Bacterial Roles in the Ocean Sulfur Cycle - Dimethylsulfide (DMS) released from ocean surface waters is the predominant natural source of sulfur to the atmosphere, where it plays a critical role in Earth’s climate through aerosol formation and cloud cover. Marine bacterioplankton use two primary pathways to degrade DMSP, one of which produces DMS and the other of which leads to biosynthesis of sulfur-containing amino acids, yet little is known about environmental conditions that regulate these pathways. We are identifying bacterial genes for DMSP transformation through molecular biology, genomic, and functional genomic studies with model marine bacteria; investigating interactions between bacteria and phytoplankton in laboratory systems; conducting field research with coastal bacterial and phytoplankton communities; and working with researchers at the Monterey Bay Aquarium Research Institute to capture real-time gene expression of DMSP genes in the ocean.

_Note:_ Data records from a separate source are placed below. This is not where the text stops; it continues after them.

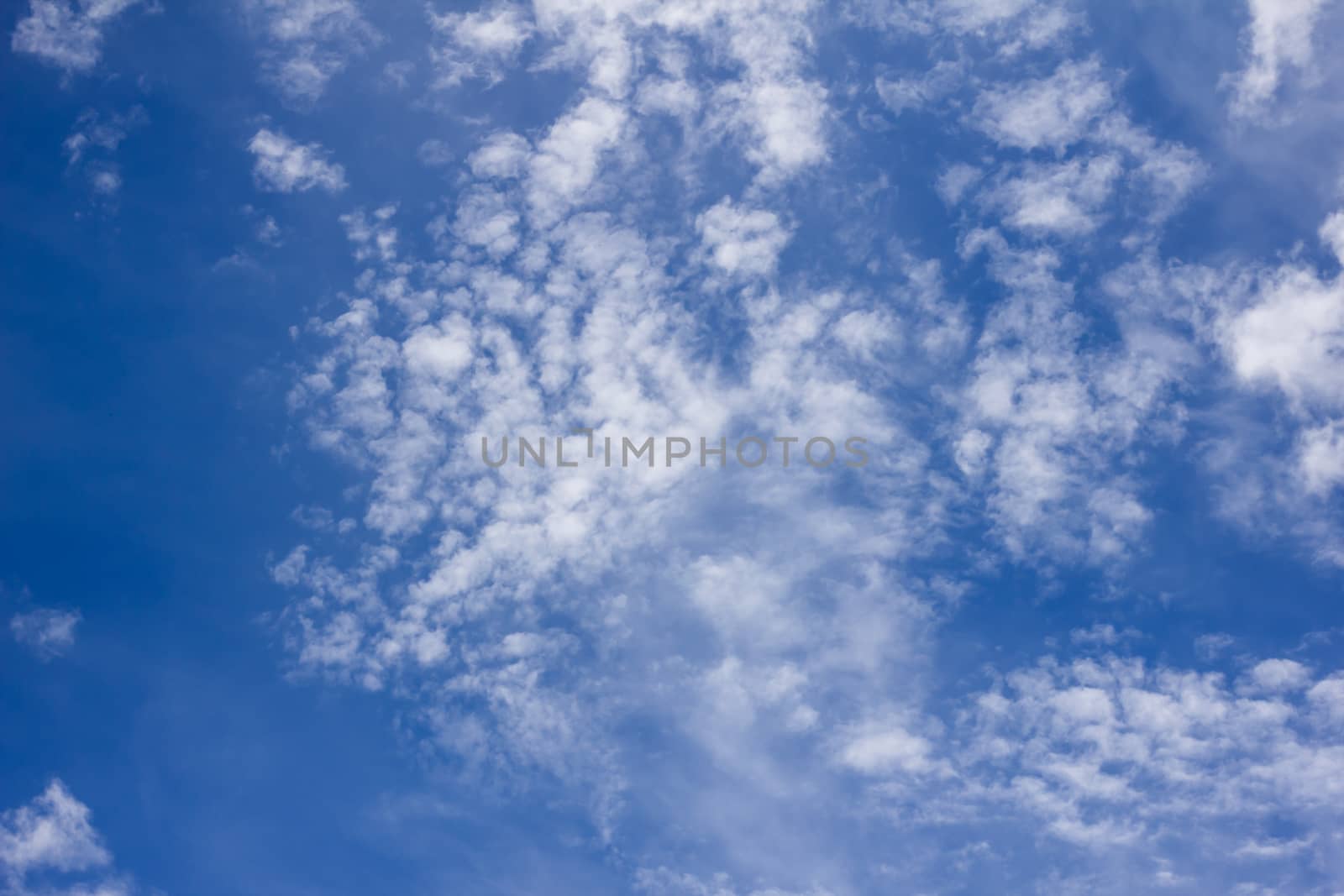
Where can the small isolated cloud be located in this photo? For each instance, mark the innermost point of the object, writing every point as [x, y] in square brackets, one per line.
[1278, 38]
[476, 45]
[1048, 113]
[1277, 676]
[92, 144]
[309, 42]
[286, 167]
[743, 241]
[49, 846]
[51, 833]
[65, 34]
[49, 633]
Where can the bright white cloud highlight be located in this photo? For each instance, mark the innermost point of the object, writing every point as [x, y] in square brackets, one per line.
[284, 165]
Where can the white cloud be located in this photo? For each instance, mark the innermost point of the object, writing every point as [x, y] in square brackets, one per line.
[1054, 112]
[1277, 676]
[739, 241]
[1065, 197]
[65, 34]
[51, 833]
[49, 633]
[1280, 36]
[477, 45]
[284, 165]
[308, 42]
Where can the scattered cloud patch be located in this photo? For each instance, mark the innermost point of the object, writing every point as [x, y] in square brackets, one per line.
[284, 165]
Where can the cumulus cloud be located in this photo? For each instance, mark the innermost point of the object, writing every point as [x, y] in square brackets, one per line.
[49, 633]
[284, 165]
[306, 43]
[476, 45]
[1280, 36]
[1053, 112]
[741, 241]
[67, 34]
[50, 846]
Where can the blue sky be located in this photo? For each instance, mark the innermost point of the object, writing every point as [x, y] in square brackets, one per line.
[272, 269]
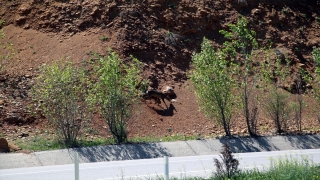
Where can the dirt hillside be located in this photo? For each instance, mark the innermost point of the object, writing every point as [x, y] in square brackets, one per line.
[162, 34]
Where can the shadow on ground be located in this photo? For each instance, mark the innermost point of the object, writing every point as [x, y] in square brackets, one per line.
[120, 152]
[277, 143]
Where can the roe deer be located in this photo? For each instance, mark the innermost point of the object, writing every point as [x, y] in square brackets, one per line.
[152, 94]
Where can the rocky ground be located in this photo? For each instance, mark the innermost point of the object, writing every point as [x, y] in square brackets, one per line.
[163, 35]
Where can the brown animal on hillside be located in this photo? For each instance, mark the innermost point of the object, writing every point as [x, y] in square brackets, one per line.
[157, 96]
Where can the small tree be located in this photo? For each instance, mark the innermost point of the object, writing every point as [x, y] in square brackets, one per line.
[214, 84]
[115, 93]
[61, 90]
[242, 40]
[276, 103]
[316, 83]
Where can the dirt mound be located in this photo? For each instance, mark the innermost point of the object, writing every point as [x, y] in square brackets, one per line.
[162, 34]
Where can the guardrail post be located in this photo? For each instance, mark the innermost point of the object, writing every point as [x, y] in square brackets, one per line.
[166, 168]
[76, 166]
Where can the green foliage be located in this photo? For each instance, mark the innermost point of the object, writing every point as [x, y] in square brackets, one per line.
[115, 92]
[61, 90]
[276, 102]
[316, 79]
[212, 78]
[243, 41]
[284, 168]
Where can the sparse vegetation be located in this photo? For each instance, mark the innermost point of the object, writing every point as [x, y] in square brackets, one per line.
[214, 85]
[61, 91]
[243, 40]
[115, 93]
[276, 102]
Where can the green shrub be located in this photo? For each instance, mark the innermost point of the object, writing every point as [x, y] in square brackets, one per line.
[61, 90]
[115, 93]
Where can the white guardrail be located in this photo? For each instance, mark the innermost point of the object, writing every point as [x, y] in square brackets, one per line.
[76, 167]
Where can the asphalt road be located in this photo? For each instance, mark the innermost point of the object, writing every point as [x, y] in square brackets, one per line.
[200, 166]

Our long-term goal is to understand the role of marine bacterioplankton in sulfur-mediated global temperature regulation.

Environmental Transcriptomics - By sequencing mRNAs retrieved directly from seawater, we can ‘eavesdrop’ on the activities of natural bacterial communities. The gene expression data acquired provides a direct link between the genetic potential of a community and their biogeochemical activities. We are applying this approach to understand diel, seasonal, and interannual changes in activities of bacteria in coastal and open ocean environments.

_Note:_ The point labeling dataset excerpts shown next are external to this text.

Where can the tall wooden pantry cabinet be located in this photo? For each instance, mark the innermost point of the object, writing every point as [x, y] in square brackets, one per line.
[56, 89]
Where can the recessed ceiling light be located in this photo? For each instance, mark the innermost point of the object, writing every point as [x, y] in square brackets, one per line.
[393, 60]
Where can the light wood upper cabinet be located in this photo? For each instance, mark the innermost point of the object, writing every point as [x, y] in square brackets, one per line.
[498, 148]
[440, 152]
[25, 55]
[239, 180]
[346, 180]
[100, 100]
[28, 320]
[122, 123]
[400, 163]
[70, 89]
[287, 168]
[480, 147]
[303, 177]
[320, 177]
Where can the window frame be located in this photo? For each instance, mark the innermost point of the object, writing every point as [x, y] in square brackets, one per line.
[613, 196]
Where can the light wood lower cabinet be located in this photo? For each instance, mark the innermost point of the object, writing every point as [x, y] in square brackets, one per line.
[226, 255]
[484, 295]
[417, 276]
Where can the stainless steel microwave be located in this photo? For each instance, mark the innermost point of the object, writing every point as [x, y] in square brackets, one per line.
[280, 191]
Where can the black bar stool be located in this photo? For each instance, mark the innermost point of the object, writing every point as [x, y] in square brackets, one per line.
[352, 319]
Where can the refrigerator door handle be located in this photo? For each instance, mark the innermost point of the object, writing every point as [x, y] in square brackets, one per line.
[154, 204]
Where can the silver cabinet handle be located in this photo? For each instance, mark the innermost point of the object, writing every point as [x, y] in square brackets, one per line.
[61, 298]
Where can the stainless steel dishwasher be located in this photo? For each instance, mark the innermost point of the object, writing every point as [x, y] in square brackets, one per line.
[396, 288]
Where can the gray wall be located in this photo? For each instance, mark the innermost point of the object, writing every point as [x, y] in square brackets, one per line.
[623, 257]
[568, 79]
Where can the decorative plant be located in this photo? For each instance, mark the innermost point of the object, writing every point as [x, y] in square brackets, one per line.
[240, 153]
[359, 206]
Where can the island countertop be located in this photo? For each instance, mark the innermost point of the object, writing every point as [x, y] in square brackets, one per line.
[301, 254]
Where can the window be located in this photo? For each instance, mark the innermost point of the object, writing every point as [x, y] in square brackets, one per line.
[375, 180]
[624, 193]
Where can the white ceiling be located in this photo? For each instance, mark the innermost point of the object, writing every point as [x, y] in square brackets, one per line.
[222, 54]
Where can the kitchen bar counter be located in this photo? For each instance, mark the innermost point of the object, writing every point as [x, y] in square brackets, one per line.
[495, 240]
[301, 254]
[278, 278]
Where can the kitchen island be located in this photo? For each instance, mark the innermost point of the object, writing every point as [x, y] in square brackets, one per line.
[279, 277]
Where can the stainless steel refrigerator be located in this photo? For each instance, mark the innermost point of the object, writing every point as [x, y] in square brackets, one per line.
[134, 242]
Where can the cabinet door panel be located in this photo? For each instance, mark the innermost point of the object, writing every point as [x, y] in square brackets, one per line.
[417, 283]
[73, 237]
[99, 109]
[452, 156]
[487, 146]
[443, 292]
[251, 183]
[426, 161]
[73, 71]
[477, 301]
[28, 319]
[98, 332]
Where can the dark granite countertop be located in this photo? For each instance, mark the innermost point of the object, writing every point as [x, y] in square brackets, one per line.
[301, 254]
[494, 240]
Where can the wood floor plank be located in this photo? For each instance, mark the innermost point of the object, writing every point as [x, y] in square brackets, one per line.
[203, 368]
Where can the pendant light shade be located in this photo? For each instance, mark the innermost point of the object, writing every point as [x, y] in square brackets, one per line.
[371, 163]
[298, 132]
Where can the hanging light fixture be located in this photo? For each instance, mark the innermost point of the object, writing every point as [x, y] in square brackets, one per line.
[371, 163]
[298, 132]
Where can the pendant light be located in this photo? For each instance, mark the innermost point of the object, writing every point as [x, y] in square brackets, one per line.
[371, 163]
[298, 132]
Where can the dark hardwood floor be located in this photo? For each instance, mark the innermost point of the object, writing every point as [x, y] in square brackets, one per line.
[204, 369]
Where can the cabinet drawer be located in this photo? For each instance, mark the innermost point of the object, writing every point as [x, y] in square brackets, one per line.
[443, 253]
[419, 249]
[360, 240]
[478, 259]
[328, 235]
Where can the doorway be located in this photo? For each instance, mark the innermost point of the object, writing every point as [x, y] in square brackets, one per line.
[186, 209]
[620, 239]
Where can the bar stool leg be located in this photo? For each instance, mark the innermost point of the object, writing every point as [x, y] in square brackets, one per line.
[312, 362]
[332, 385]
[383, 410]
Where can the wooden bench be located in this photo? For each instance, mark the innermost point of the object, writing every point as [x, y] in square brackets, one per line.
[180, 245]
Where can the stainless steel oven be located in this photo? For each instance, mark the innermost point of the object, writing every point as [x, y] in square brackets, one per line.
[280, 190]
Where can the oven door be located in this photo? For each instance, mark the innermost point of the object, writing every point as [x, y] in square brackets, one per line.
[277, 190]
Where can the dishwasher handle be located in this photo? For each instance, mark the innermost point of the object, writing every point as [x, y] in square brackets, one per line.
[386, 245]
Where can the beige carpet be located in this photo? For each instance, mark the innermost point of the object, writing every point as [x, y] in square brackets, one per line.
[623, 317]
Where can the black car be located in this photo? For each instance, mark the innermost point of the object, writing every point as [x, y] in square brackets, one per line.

Coastal Carbon Cycling - Bacterioplankton control the flux of dissolved organic carbon (DOC) into the microbial food web and influence the release of inorganic carbon to atmospheric and offshore reservoirs. Yet when and how organic carbon is decomposed in coastal waters is still a matter of considerable controversy, at least in part because the thousands of compounds making up the DOC pool are processed by hundreds of different bacterial taxa. Our research is focused on assembling the functional network for bacterioplankton communities processing marine DOC: the bioreactive components, the metabolic pathways used to transform them, and the partitioning of ecological niches. We are coupling molecular biology approaches (metagenomics, metatranscriptomics, metabolomics) with high-resolution chemical analyses of DOC composition and turnover to resolve patterns of carbon transformation, and ultimately to model and predict biogeochemical activities of coastal bacterioplankton in a changing ocean. More details are available on the SIMCO website (

Roseobacter Model Organism System Development - Almost 60 genome sequences are available for cultured members of the marine Roseobacter lineage. Since this group is a dominant member of most coastal seawater communities, the sequenced strains provide a powerful system to understanding the activities of their wild relatives. We have been developing genetic systems, functional genomics approaches, culturing protocols, and bioinformatics resources ( to facilitate discoveries of the ecological and biogeochemical roles of these ubiquitous marine bacterioplankton.